The “Law & Order” franchise may steal from gory headlines, but by the end of most episodes, the carnage is neatly mopped up and the robotic detectives return to their pods in Westworld. As junk food goes, it’s beef jerky.
I’d like to report that “Shots Fired,” premiering Wednesday on Fox, is prime rib. It’s not, but the 10-part series comes close at times, thanks to a fierce performance from Sanaa Lathan and subtle directorial touches.
The story opens seconds after a deputy (Mack Wilds) in a sleepy North Carolina town kills a teenager during a routine traffic stop. The cop is black; the teen is white.
The circumstances trigger interest from the U.S. Department of Justice, represented by an ambitious young black prosecutor, Preston Terry (Stephan James), whose cockiness would get him canned anywhere other than a prime-time soap opera, and investigator Ashe Akino (Lathan). A female version of Mel Gibson’s “Lethal Weapon” character Martin Riggs, she’s riddled with guilt over a police shooting years ago. The friction/friendship between the mismatched partners is one of the best things “Shots” has going.
Creators Gina Prince-Bythewood and Reggie Rock Bythewood hope to spark a conversation about race relations and police corruption in modern-day America, but fall short. The case, which somewhat inexplicably incorporates the underreported death of a black teenager, is a bit of a yawner — the real-life twists and turns in the death of Michael Brown in Ferguson, Mo., are far more compelling. And the No. 1 suspect in the black teen’s death, a rich businessman who wants to build a mega-jail, is nothing more than a country-fried caricature. He’s played by Richard Dreyfuss, who seems to have picked up his accent from binge-watching “Designing Women.”
In terms of generating debate at the dinner table, the Bythewoods can’t hold a candle to the third season of ABC’s “American Crime,” also set in North Carolina.
“Shots” works best when it steps off the soap box and takes a street-level perspective. In one of the most moving moments of the first six episodes, the grieving mothers of the two slain children are chauffeured separately to a talk-show appearance, the radio blaring news reports in each vehicle. The white mother orders the limo driver to turn it off. The black mother clearly wants to do the same, but stops herself — she’s been conditioned not to make such requests. It’s a quiet but effective statement on privilege.

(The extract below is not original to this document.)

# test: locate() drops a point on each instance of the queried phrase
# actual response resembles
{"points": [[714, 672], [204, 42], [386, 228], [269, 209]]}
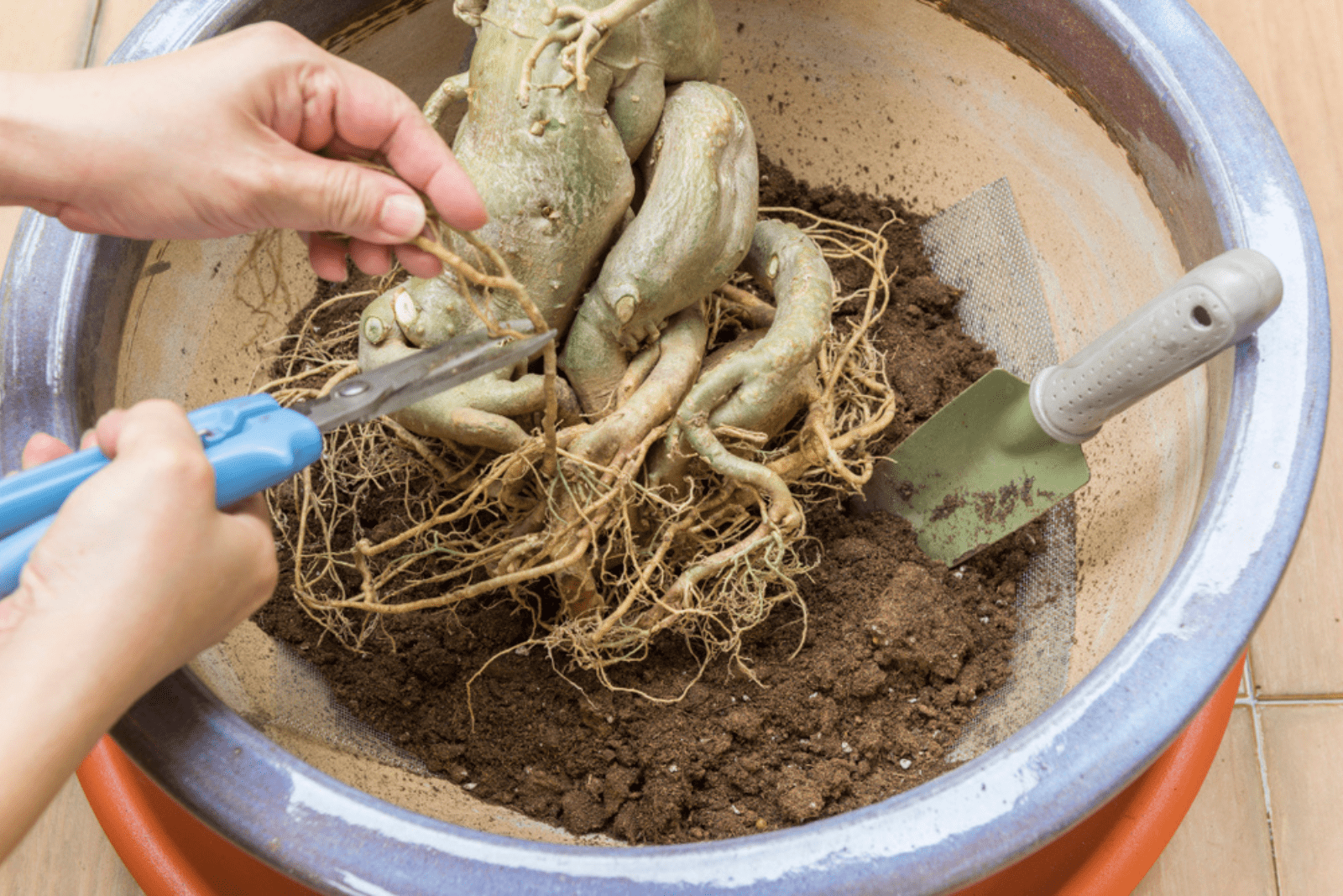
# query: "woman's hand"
{"points": [[222, 138], [138, 575]]}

In another scene, oily Sheriff Platt (Will Patton) teaches Terry a lesson by pulling over a white family on the highway and ordering the prosecutor to frisk the suspects. Nothing shocking happens, but the scene is more tense than a four-car chase.

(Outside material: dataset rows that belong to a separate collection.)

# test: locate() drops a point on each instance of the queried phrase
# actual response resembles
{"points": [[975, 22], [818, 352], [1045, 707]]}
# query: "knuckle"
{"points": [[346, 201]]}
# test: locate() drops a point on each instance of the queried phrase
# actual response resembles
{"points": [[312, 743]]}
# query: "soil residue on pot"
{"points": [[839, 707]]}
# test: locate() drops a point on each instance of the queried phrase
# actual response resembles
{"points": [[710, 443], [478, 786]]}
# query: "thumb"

And then there’s Lathan. The actress seemed poised for stardom after a breakout role in 2000’s “Love & Basketball,” created by Prince-Bythewood, but never got another opportunity to showcase her depth and talent. This is finally it. Her Akino is a hard-drinking, seductive, volatile mother who lets her daughter’s nanny know she doesn’t appreciate her enforcing bedtime by hurling a vase near her head. She’s also vulnerable, especially when threatened with separation from her child.
It’s the kind of performance that makes you wish “Shots” was firing on all cylinders. The fact that it’s only occasionally on target will have to suffice.